Scientific classification
- Kingdom: Animalia
- Phylum: Chordata
- Class: Actinopterygii
- Order: Tetraodontiformes
- Family: Diodontidae
- Genus: Chilomycterus
- Species: C. antennatus
- Binomial name: Chilomycterus antennatus (G. Cuvier, 1816)
- Synonyms: Cyclichthys antennatus; Diodon antennatus;

= Chilomycterus antennatus =

- Genus: Chilomycterus
- Species: antennatus
- Authority: (G. Cuvier, 1816)
- Conservation status: LC
- Synonyms: Cyclichthys antennatus, Diodon antennatus

Species of fish

Chilomycterus antennatus, the bridled burrfish, is a species of fish belonging to the family Diodontidae. It is native to the tropical waters of the Western Atlantic from southeastern Florida and the Bahamas to northern South America. They are also found in the Eastern Atlantic off the cost of Mauritania.

==Description==
Chilomycterus antennatus has a maximum length of 38 cm. They have 10–12 short, fixed spines with fleshy sheaths on their head and body. These are arranged in an approximate row from the snout to the dorsal fin, with the ones on the sides and top of body being more vertically erect.
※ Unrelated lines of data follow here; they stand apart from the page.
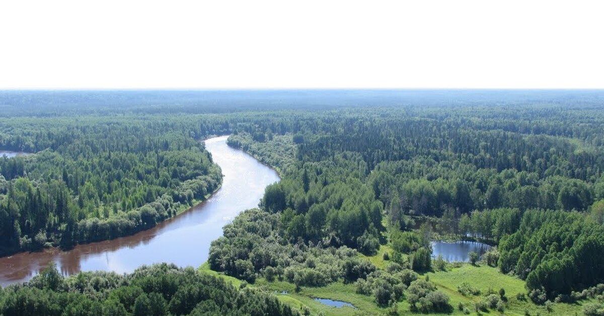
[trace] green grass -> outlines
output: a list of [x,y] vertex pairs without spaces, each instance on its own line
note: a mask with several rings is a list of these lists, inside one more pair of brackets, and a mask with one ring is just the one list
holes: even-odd
[[[462,314],[457,309],[457,305],[459,302],[461,302],[472,311],[471,315],[477,315],[476,312],[474,312],[474,303],[478,301],[481,297],[485,295],[489,288],[498,293],[500,288],[503,288],[506,290],[506,297],[507,297],[508,301],[503,315],[524,315],[525,311],[528,311],[533,315],[537,315],[538,312],[542,315],[573,315],[576,312],[577,315],[583,314],[582,304],[555,303],[553,311],[550,313],[545,310],[544,306],[533,303],[528,296],[526,301],[517,300],[516,294],[526,294],[524,281],[515,277],[503,274],[499,272],[498,268],[488,266],[485,264],[473,266],[469,263],[465,263],[459,268],[453,268],[448,271],[428,272],[423,276],[426,275],[429,277],[430,281],[437,285],[439,289],[446,293],[451,298],[451,305],[455,309],[454,314]],[[467,282],[480,289],[481,295],[466,297],[457,292],[457,286],[463,282]],[[501,315],[496,311],[490,311],[489,314]]]
[[[382,256],[384,252],[391,251],[388,245],[382,245],[380,247],[378,254],[374,256],[365,256],[368,260],[379,268],[385,268],[389,261],[385,261]],[[199,267],[199,271],[204,272],[223,278],[232,282],[236,286],[239,286],[242,281],[236,278],[226,276],[222,273],[210,269],[207,262]],[[446,294],[451,299],[451,304],[454,308],[451,315],[464,315],[459,311],[457,306],[460,302],[470,309],[470,315],[478,315],[474,311],[475,303],[480,300],[485,296],[489,288],[492,288],[497,293],[500,288],[506,290],[506,296],[507,302],[503,314],[496,311],[490,310],[489,312],[481,312],[481,315],[519,315],[524,316],[525,311],[528,311],[532,315],[583,315],[583,304],[589,301],[582,301],[576,304],[554,303],[553,311],[548,312],[544,306],[538,306],[533,303],[527,295],[525,301],[518,300],[516,298],[518,293],[527,294],[524,288],[524,281],[516,277],[503,274],[496,268],[487,266],[480,263],[479,265],[474,266],[469,263],[463,263],[460,266],[450,268],[446,271],[429,272],[421,274],[420,277],[428,276],[430,281],[434,282],[440,291]],[[463,282],[467,282],[473,286],[477,288],[481,291],[480,295],[467,297],[457,291],[457,286]],[[289,305],[294,308],[301,311],[303,306],[307,306],[311,312],[311,315],[317,315],[323,312],[326,315],[387,315],[387,308],[383,308],[376,304],[372,295],[364,295],[356,292],[353,284],[344,284],[338,282],[329,284],[326,286],[318,288],[303,286],[300,291],[296,292],[295,286],[286,282],[275,280],[269,282],[263,278],[256,280],[254,284],[249,286],[259,288],[275,293],[281,302]],[[288,294],[281,294],[282,291],[287,291]],[[335,300],[343,301],[354,305],[357,309],[349,307],[335,308],[329,306],[315,301],[315,298],[329,298]],[[409,304],[406,301],[399,302],[399,315],[425,315],[411,312]]]
[[[326,315],[334,316],[384,315],[387,311],[386,309],[378,307],[372,297],[358,294],[353,285],[344,284],[341,282],[319,288],[303,286],[297,292],[294,285],[281,281],[269,282],[264,279],[259,279],[253,286],[270,291],[276,291],[279,300],[283,303],[289,303],[292,307],[301,308],[301,306],[306,306],[310,310],[311,315],[316,315],[321,312]],[[287,291],[288,294],[281,294],[283,291]],[[315,298],[345,301],[354,305],[357,309],[348,306],[329,306],[315,301]]]
[[367,258],[367,260],[378,268],[385,269],[388,266],[388,263],[390,263],[390,261],[384,260],[384,253],[388,253],[388,254],[391,255],[391,258],[392,257],[392,248],[390,247],[390,245],[382,245],[380,246],[378,253],[374,256],[365,256],[362,254],[360,256]]
[[200,272],[207,273],[208,274],[210,274],[215,277],[221,277],[223,279],[225,280],[231,282],[231,283],[233,283],[233,285],[234,285],[237,288],[239,288],[239,285],[240,285],[242,282],[243,282],[243,281],[239,280],[239,279],[237,279],[236,277],[227,276],[224,273],[216,272],[214,270],[210,269],[210,263],[208,263],[207,261],[204,262],[203,265],[201,265],[198,269],[198,270]]

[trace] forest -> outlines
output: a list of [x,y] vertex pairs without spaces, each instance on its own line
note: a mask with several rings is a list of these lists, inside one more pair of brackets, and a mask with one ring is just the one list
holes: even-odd
[[[11,109],[0,118],[0,149],[33,154],[0,158],[3,254],[131,234],[202,201],[222,181],[200,141],[211,135],[230,135],[229,146],[281,180],[223,228],[205,272],[161,265],[63,279],[50,268],[0,292],[0,314],[77,300],[137,314],[135,301],[153,296],[157,315],[337,315],[308,300],[329,292],[360,314],[604,315],[601,94],[521,92],[442,92],[422,103],[406,92],[380,104],[367,101],[379,99],[373,91],[362,104],[329,95],[324,107],[300,101],[307,94],[278,106],[280,95],[260,94],[263,105],[219,109],[228,98],[156,106],[126,98],[111,108],[94,95],[63,114],[49,112],[54,105]],[[493,247],[446,262],[432,256],[435,240]],[[196,276],[178,279],[187,274]],[[49,276],[60,285],[47,284]],[[486,276],[497,283],[485,285]],[[69,285],[86,278],[102,285]],[[210,306],[214,294],[198,293],[174,309],[173,289],[188,282],[262,303]],[[138,295],[116,297],[130,290]]]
They have long tentacles above the eyes and small black spots on their head and body.
Like all members of the family Diodontidae, C. antennatus has the ability to inflate their body through the swallowing of water or air. This, along with the spines, protects them against most predators.

==Habitat==
They are found on or near coral reefs and seagrass beds between 2–13 m.